Hankuk Carbon produced the FE-Panther, a VTOL drone, with a range of 130 kilometers (81 miles) and capable of handling a payload of 6 kilograms (13.2 pounds). In its first flight, the FE-Panther was damaged during landing and Hankuk Carbon subsequently redesigned it.

Israeli Data Storage Startup Raises $95 Million, Bringing its Value to Over $1 Billion

Last week, Herzliya and Waltham, Massachusetts-based Infinidat announced it had closed a $95 million Series C financing round, led by Goldman Sachs Private Capital Investing with participation from existing investor TPG Growth.

Infinidat specializes in perabytes — a million gigabytes. Perabytes may not be coming to a PC near you in the immediate future, but it’s what large corporations need to store their data in the cloud.

The company’s InfiniBox system, launched in 2014, can hold more than 5 perabytes of data, enough to consolidate a large number of legacy enterprise systems onto a single platform.

The latest round brings the total raised by the company to $325 million. Infinidat is valued at $1.6 billion, making it the latest Israeli “unicorn” – a private startup with a valuation of $1 billion or more (although the company was claiming a billion-dollar valuation two years ago already).

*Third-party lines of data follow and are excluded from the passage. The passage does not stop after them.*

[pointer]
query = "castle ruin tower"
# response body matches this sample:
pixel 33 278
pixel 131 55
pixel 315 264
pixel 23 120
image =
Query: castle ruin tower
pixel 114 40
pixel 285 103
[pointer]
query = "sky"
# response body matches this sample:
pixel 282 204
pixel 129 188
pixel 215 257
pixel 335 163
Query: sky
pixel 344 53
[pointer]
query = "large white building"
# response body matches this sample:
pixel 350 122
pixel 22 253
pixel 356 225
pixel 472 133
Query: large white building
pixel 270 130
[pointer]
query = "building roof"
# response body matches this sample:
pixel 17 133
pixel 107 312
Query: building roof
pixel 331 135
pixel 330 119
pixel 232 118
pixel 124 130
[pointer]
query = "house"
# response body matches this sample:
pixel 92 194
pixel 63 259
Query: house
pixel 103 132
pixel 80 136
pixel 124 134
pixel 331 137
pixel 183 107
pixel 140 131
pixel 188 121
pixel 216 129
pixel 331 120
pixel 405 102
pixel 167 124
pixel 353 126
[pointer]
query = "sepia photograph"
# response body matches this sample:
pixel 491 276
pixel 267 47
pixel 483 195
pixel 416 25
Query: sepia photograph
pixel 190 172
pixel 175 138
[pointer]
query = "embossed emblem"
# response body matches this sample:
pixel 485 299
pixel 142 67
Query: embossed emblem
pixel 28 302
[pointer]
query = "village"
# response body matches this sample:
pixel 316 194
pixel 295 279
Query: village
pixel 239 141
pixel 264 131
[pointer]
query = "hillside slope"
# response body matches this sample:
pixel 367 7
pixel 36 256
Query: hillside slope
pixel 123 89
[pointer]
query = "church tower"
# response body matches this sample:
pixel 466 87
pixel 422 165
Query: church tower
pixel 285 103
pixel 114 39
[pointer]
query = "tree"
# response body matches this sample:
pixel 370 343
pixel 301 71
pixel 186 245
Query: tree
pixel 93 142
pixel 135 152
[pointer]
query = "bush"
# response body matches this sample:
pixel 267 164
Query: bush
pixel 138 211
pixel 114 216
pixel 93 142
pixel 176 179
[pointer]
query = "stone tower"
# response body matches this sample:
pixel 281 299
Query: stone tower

Data-storage requirements are set to explode in the next decade, primarily due to the rise of the Internet of Things (machines communicating with each other), artificial intelligence and genomic science (the study of the human genome). Analyst firm IDC estimates that the global datasphere will grow from 16 zettabtyes today to 163 zettabytes by 2025. A zettabyte is 1,000 exabytes (or a billion gigabytes).

Infinidat CEO Moshe Yanai spent much of his career at EMC (now Dell EMC) in the United States. He returned to Israel in 2002 to form two startups – XIV and Diligent – both of which he sold to IBM.